Here's my proposal for a section in Security Considerations to talk about the 
malformation issues that have been discussed on the list.  This is an addition 
to -02 directly and does not continue from any of the other proposals.

8.14 Malformed Inputs

The universe of email is replete with software that forgives messages which do 
not conform strictly to the grammar that defines what valid email looks like.  
This is a long-standing practice known informally as the robustness principle, 
originally coined by Jon Postel: "Be conservative in what you do, be liberal in 
what you accept from others."

A number of popular email packages, including MTAs, MLMs, MUAs and so forth, 
thus forgive or ignore properties of messages that deviate from the standard 
format.  A frequent example involves violations of Section 3.6 of [MAIL] which 
specifies minimum and maximum counts for particular header fields.  Thus, a 
message with more than one From or Subject header field is not a legal email 
message, but most packages apply some trivial heuristic, e.g. use the first one 
and ignore the others, to interfere minimally with delivery of mail that might 
still be desirable to end users.

This can expose those packages to subtle abuse vectors.  For example, two 
different handlers of a message might identify the Subject field of a message 
by choosing the first one it finds.   This would always produce the same 
result, regardless of whether the search is top-down or bottom-up, unless a 
message had more than one Subject field.  Although [MAIL] specifically 
disallows this instance, it is tolerated by many mail handling agents, and so 
the possibility of confusion among implementations exists.
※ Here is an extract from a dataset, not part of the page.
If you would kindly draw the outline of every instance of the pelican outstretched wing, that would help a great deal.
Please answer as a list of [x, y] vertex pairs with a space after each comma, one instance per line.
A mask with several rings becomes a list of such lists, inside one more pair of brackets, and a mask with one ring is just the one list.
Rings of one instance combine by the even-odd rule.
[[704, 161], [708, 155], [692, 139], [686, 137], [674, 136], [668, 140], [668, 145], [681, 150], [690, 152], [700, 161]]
This case becomes more interesting when one considers that a filtering agent 
might make a filtering decision based on one header field instance but a user 
agent might display the other.  Knowing that this is the case, an attacker 
seeking to fool a user might exploit this to get past filters and render false 
data to a user.

DKIM exacerbates this concern by assigning a signature to part or all of a 
message.  It is possible that one could craft a message conforming to [MAIL], 
then affix a DKIM signature to it, and then add header fields atop the message 
that were not signed.  Since many agents will overlook the fundamental 
invalidity of such a message, a DKIM verifier might produce a "valid signature" 
result while some other agent assumes an unsigned field is valid and applies it 
(e.g., renders it to a user) alongside some indication attesting to the 
message's validity.  This is especially concerning where one of the fields in 
question has to do with an identity, such as From or Sender.

Because of this, DKIM implementers are strongly advised to apply one or more of 
the following design decisions:

1) During the handling of a message in conjunction with a DKIM result that 
indicates a valid signature, consider as valid only those fields and the body 
portion that was covered by the signature.  Note that this is not to say 
unsigned content is not valid, but merely that the signature is making no 
statement about it.

2) Refuse outright to sign or verify any message that is not syntactically 
valid.

3) For any header field listed in Section 3.6 of [MAIL] as having an upper 
bound on the number of times it can appear, include the name of that field one 
extra time in the "h=" portion of the signature to prevent addition of 
fraudulent instances.  Any attachment of such fields after signing would thus 
invalidate the signature (see Section 3.5 and 5.4 for further discussion).